Линденец протянул ему две грамоты с кондоттой, одну заберет наниматель, другая останется в компании. Таильрен развернул её и стал изучать. «Подписано собственной рукой…» значилось в грамоте, а ниже стоял штамп. Капитан внутренне усмехнулся, но виду не показал. Такие штуки ему известны давно. Если дело примет оборот, неприятный нанимателю, тот откажется от контракта, заявив, что не подписывал его своей рукой.
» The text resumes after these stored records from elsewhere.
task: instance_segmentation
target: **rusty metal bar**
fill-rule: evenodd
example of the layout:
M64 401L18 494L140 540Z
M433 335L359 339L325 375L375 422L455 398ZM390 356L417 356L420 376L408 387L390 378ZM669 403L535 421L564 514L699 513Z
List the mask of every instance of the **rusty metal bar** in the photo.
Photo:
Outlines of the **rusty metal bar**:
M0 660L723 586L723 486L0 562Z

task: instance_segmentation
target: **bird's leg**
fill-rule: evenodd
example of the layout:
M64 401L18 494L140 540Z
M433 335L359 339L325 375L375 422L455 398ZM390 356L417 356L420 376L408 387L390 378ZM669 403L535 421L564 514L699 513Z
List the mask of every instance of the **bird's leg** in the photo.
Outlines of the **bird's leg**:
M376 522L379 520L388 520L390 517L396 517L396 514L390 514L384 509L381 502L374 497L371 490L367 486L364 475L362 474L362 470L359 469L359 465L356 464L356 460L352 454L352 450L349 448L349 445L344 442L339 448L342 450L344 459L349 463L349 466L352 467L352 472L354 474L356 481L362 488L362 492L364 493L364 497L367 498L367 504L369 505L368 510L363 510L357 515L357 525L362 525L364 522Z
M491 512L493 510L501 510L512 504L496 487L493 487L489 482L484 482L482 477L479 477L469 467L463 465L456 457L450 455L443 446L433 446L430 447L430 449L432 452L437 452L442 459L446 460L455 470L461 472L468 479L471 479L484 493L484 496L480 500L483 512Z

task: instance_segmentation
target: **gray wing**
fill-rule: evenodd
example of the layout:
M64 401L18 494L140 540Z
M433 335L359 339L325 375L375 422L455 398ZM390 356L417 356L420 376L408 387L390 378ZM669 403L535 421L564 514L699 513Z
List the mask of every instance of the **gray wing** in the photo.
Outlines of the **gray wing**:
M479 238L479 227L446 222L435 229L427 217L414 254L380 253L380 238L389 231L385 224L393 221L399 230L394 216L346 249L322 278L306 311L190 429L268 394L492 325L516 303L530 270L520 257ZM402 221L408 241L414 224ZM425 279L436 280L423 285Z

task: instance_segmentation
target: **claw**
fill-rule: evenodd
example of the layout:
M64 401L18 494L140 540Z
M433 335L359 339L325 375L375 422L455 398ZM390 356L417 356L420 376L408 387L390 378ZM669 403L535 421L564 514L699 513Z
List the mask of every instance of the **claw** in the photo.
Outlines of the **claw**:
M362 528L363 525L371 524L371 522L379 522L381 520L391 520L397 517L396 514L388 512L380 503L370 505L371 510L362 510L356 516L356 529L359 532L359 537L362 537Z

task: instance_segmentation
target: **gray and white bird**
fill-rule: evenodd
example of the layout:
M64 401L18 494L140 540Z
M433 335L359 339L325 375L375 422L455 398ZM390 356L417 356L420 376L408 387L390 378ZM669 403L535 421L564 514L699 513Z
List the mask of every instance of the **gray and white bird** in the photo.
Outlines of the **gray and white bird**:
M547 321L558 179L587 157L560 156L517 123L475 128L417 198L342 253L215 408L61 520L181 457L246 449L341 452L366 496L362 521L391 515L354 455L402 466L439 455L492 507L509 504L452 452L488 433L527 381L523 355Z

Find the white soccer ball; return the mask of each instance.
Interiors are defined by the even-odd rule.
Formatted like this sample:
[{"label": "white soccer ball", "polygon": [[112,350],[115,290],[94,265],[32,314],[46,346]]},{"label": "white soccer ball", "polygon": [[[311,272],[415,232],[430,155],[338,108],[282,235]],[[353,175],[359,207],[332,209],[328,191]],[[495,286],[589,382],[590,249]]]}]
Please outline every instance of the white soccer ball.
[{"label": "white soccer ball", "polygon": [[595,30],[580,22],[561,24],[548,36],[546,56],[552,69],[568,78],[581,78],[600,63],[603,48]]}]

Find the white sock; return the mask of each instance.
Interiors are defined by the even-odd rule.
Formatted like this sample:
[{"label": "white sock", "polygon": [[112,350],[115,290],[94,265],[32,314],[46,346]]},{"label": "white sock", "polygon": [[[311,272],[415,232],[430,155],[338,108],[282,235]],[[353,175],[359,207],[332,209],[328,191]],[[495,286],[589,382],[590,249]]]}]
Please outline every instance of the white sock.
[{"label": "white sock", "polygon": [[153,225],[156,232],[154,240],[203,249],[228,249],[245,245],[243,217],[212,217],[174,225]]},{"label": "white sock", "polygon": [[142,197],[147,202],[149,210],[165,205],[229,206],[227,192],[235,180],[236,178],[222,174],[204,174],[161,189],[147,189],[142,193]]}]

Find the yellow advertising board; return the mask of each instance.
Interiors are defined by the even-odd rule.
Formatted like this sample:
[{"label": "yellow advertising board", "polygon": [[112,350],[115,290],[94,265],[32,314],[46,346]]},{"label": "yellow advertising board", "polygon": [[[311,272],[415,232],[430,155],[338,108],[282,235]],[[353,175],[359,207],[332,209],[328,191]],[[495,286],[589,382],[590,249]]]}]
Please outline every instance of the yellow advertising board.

Впрочем, при плате, данной вперед, это не стоит считать важным. Аристократ желал не отказаться от оплаты услуг, а защитить свою родовую честь, в случае каких-либо дрязг, например, если солдаты распоясаются и начнут в походе по дружественному краю вести себя как в набеге на край вражий. Таильрен относился с пониманием к такой манере заключать кондотты до той поры, пока это приносило ему прибыль.
– По истечении срока?
– На твое усмотрение. Можешь поступить в Орден на службу, думаю, там мечи понадобятся.
– У нас алебарды, – с серьезным видом ответил Таильрен. – И арбалеты.
Собеседник его скривился, как от кислятины. Он дворянин и, по всему видно, считал, что алебарды и арбалеты следует запретить, дабы не дать возможности простонародью воевать с благородными на равных. На деле же, были у компании и мечи. Только не длинные изящные, как у знати, а кацбальгеры. Короткие клинки, широкие и суровые, предназначенные для резни в тесноте схваток, когда ряды тяжелой пехоты давят друг друга, и нет места для молодецкого замаха.